Molecular changes in the expression of human colonic nutrient transporters during the transition from normality to malignancy

Abstract

Healthy colonocytes derive 60-70% of their energy supply from short-chain fatty acids, particularly butyrate. Butyrate has profound effects on differentiation, proliferation and apoptosis of colonic epithelial cells by regulating expression of various genes associated with these processes. We have previously shown that butyrate is transported across the luminal membrane of the colonic epithelium via a monocarboxylate transporter, MCTI. In this paper, using immunohistochemistry and in situ hybridisation histochemistry, we have determined the profile of MCTI protein and mRNA expression along the crypt to surface axis of healthy human colonic tissue. There is a gradient of MCTI protein expression in the apical membrane of the cells along the crypt-surface axis rising to a peak in the surface epithelial cells.
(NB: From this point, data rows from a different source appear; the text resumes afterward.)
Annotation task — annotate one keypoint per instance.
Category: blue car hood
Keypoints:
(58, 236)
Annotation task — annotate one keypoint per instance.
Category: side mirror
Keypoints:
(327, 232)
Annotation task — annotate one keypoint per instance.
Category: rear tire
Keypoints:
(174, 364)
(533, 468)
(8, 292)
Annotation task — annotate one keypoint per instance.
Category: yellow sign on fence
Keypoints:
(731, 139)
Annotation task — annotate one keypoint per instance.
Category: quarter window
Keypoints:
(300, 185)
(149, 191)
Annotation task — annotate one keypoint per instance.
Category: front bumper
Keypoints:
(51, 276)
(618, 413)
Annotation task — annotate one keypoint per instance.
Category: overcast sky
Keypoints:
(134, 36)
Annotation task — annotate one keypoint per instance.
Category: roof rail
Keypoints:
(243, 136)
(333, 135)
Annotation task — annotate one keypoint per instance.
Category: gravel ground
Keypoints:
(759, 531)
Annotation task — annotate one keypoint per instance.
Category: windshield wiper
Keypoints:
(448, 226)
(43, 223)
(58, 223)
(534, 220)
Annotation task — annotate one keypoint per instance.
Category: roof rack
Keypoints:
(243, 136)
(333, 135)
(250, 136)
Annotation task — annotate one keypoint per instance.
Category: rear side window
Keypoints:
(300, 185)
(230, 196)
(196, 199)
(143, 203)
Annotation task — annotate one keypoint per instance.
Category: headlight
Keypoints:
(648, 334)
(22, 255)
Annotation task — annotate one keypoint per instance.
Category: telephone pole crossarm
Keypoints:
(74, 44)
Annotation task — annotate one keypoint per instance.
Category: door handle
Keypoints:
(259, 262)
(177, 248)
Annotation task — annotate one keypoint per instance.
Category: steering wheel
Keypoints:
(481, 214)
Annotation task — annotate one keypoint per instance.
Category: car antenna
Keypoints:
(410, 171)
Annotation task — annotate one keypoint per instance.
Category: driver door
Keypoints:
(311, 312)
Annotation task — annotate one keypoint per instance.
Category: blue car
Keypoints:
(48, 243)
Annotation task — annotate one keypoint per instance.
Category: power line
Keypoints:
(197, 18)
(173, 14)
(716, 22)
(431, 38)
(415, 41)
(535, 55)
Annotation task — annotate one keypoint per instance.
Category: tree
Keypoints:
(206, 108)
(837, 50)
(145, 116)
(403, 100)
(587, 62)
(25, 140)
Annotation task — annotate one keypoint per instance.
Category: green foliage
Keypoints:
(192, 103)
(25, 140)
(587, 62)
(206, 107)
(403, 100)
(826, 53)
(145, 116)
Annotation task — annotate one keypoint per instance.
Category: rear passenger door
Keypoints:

MCTI mRNA is expressed along the crypt-surface axis and is most abundant in cells lining the crypt. Analysis of healthy colonic tissues and carcinomas using immunohistochemistry and Western blotting revealed a significant decline in the expression of MCTI protein during transition from normality to malignancy. This was reflected in a corresponding reduction in MCTI mRNA expression, as measured by Northern analysis. Carcinoma samples displaying reduced levels of MCTI were found to express the high affinity glucose transporter, GLUTI, suggesting that there is a switch from butyrate to glucose as an energy source in colonic epithelia during transition to malignancy. The expression levels of MCTI in association with GLUTI could potentially be used as determinants of the malignant state of colonic tissue. © 2002 Cancer Research UK.